Using visitors to help you
Though visitors or outside agencies can have value, great care is needed to negotiate suitable content and integrate their contribution fully into your programme, preferably through team teaching. Visitors are still being asked to deliver drugs education in schools where teachers believe that an ‘expert’ is required who has greater credibility and confidence than they, often principally to give information about dangers. The value of pure information giving is limited and as soon as exploration and discussion are added, the teacher is usually a better expert. Detailed advice about using external contributors is on pages 38-40 of Drugs: Guidance for Schools.
Reading and writing
There is little role for more formal methods such as individual reading and writing exercises in drug education, although they have their place, particularly as pupils become more competent in these skills.

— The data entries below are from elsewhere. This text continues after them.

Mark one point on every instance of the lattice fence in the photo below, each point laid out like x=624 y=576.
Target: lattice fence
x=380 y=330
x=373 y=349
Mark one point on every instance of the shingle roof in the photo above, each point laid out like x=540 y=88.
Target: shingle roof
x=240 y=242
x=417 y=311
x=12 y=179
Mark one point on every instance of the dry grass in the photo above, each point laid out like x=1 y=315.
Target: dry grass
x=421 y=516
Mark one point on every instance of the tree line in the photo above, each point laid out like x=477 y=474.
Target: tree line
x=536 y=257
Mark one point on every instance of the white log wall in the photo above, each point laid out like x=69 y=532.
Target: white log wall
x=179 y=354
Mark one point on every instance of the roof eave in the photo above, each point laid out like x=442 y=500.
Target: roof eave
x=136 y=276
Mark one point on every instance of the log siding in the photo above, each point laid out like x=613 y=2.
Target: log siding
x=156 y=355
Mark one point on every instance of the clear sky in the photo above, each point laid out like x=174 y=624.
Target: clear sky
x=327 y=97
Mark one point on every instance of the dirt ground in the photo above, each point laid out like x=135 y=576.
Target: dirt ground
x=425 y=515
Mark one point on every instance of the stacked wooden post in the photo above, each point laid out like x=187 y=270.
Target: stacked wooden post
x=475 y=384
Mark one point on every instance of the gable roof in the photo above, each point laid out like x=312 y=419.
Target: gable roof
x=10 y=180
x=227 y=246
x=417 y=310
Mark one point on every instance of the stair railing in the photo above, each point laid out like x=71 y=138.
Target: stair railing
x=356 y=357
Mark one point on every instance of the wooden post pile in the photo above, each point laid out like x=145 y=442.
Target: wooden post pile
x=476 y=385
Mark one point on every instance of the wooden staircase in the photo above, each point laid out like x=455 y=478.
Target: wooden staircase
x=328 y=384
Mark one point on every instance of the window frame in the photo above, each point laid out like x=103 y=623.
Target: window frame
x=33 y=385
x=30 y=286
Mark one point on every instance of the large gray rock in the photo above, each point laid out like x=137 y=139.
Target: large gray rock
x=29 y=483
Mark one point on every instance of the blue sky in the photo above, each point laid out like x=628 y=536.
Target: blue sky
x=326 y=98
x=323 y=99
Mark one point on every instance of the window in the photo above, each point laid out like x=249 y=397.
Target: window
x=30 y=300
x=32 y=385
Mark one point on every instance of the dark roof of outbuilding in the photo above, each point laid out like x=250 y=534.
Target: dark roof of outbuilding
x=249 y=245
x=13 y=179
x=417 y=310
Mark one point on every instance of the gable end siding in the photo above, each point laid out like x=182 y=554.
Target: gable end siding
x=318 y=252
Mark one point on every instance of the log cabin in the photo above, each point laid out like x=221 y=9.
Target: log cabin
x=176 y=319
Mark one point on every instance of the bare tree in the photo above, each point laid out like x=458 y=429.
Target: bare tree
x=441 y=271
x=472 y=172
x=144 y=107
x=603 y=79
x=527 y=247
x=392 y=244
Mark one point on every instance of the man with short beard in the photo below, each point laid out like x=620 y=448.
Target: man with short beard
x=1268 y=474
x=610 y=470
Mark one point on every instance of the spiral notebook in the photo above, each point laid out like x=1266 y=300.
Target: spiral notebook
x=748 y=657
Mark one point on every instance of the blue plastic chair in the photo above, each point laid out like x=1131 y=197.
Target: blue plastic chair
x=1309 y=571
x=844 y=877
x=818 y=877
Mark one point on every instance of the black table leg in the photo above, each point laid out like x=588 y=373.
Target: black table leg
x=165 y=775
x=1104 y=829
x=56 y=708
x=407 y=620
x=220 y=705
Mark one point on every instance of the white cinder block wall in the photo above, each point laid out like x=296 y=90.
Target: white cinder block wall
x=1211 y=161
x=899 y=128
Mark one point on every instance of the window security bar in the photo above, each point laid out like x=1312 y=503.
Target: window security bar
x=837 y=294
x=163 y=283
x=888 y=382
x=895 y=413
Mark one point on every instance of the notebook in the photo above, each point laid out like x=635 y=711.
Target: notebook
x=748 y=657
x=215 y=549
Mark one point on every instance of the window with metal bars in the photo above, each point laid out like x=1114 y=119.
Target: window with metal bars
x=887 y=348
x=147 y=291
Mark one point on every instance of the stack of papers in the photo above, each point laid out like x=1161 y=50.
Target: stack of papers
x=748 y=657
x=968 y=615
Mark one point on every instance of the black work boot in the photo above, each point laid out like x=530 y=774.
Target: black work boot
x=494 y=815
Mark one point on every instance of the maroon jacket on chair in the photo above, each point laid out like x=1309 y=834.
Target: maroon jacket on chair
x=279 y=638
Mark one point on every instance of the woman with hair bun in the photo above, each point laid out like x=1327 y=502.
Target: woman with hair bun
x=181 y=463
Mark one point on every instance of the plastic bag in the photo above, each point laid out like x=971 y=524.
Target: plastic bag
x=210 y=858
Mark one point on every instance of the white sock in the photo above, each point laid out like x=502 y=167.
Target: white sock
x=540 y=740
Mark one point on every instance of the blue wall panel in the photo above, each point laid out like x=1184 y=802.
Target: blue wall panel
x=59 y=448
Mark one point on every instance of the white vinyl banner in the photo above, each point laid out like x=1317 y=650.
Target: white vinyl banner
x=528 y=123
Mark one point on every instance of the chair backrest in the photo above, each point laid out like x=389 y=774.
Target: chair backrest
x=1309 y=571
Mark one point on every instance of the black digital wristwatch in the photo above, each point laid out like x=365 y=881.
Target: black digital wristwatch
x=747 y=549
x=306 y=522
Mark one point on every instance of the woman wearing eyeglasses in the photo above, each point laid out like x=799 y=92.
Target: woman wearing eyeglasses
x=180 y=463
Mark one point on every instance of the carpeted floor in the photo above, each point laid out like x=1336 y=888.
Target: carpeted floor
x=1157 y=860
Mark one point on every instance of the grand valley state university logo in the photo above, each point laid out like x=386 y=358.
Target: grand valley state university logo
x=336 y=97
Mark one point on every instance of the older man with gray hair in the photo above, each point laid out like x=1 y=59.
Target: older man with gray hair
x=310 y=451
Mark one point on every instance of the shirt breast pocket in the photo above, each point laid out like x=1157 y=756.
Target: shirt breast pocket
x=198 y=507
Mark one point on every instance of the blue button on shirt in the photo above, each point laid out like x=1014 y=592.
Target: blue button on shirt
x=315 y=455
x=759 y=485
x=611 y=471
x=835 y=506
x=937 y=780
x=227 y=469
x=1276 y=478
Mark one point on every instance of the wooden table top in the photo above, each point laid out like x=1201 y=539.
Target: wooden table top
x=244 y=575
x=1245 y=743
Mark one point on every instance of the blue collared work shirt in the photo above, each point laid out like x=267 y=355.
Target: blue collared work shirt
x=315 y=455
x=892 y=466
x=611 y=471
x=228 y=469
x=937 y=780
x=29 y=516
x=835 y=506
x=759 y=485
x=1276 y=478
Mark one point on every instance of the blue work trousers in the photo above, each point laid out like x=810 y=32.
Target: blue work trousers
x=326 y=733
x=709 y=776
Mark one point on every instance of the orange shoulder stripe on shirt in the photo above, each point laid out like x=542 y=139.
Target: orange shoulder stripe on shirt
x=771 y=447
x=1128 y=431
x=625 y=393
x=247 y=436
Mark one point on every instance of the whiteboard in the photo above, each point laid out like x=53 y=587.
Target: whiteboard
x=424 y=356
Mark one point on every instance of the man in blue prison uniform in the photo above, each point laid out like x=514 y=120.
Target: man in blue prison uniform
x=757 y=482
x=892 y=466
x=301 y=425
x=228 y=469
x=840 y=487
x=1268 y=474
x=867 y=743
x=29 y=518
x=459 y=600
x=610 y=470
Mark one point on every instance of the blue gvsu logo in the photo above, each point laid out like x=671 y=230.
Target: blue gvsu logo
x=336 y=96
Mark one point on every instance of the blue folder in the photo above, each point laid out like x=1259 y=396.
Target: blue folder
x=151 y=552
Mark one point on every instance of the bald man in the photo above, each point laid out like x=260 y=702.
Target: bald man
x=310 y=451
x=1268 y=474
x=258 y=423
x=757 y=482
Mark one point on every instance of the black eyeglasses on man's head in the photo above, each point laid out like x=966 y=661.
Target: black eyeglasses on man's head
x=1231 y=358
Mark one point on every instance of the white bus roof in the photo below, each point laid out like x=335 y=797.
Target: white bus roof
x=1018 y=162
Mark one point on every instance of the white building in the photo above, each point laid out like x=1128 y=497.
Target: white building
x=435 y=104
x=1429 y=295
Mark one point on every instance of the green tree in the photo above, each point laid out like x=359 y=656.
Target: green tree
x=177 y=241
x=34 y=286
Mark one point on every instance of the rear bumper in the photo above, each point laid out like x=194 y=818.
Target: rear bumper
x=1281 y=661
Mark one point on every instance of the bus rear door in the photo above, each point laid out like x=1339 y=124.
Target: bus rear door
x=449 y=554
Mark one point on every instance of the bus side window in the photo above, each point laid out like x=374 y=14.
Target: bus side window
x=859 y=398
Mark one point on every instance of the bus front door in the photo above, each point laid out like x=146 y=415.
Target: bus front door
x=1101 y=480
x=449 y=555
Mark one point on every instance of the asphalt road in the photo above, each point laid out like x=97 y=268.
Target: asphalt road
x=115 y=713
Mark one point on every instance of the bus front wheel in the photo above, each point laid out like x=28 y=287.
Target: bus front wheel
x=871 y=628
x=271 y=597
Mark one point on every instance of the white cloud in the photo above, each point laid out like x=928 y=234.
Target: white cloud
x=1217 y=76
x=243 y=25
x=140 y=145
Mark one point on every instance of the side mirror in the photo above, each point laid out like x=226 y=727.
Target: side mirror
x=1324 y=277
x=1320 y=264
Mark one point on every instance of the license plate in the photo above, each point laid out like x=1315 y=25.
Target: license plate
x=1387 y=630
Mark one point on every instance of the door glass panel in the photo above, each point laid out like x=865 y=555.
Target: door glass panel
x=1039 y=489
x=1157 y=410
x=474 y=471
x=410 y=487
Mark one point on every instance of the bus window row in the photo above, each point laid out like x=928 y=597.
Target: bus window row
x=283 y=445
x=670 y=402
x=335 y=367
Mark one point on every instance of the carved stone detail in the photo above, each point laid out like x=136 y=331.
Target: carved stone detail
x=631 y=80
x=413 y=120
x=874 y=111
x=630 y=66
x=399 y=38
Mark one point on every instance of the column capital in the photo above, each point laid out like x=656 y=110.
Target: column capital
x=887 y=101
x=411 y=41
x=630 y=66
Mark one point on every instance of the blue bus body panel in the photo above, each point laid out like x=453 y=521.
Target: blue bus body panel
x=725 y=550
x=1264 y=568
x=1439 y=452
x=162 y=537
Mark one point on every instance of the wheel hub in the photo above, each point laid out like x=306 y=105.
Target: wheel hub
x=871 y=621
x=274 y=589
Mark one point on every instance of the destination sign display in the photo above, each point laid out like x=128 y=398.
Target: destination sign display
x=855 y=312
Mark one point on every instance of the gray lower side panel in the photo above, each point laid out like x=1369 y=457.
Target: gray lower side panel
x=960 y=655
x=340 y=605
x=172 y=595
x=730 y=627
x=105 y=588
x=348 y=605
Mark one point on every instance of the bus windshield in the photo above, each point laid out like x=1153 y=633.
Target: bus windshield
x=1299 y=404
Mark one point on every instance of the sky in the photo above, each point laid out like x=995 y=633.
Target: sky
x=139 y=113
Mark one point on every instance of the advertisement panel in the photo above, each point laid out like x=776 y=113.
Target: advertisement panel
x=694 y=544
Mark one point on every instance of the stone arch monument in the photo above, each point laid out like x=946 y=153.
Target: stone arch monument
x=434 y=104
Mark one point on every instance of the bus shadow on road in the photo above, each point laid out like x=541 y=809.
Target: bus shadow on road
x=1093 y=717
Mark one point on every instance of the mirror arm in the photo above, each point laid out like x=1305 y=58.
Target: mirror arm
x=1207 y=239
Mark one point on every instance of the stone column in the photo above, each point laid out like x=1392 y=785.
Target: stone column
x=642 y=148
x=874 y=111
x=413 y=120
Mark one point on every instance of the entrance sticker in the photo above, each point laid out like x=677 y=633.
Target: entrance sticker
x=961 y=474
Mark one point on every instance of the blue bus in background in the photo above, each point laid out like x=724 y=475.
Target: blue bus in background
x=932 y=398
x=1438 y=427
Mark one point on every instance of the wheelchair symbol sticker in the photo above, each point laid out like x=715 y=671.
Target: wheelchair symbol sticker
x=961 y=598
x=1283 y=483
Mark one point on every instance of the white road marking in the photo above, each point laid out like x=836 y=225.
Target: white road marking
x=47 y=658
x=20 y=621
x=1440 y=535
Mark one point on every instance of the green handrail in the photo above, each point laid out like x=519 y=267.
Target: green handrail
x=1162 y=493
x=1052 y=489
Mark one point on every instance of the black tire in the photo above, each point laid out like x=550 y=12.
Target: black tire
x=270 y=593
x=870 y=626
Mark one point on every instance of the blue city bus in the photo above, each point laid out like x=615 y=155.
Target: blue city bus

For example, individual research and feedback can confer status and avoid the teacher always appearing to be the information giver. Individual reflection can also be important but interaction is often the catalyst for personal change, which is why we emphasise interactive methods so strongly here.
Round-up
At the end of every lesson, allow a minute or two (usually no more than 5) to enquire how useful the lesson has been. Allow different answers, including those reporting little value. “Have you ever been in that position – what did you do?” “Can you tell me a useful or important thing you have learned (in this lesson, from our discussion, etc.)” “How could you make use of what you have just learned?” “How could the lesson have been better?” etc. Relevance and learning will frequently differ from pupil to pupil and this is quite inevitable.
Monitoring
In order to assess your success in reaching your stated aims, record what you do, and some representative responses the children give during the lesson and during the round-up. At the end of the programme, term or year, you will have records to refer to which will help the assessment process, and assist you in reviewing what you will do next term or year in the light of the current programme.
What to do after you’ve finished
Evaluation
Ask yourself if you have delivered what you planned to deliver, and whether, through the pupil contributions you recorded in your monitoring, you can tell if the pupils have learned what you aimed they should learn. Consult your class anew (and for longer!) about what they have learned, and how useful they judge it to be. Did they enjoy the programme? Can they suggest improvements? If your aims were realistic, you may find you have been successful in reaching them. If you haven’t been, ask yourself whether the programme or your approach to it need to be adapted in order to help you reach similar aims next time, or whether your aims need to be modified to make them more realistic, or both. Do your methods seem sound? Did the content seem right and was it reported relevant by your pupils? Do you need to review your resources? or time-tabling? Record carefully the changes you think need to be made, as an aid to next term’s/year’s planning.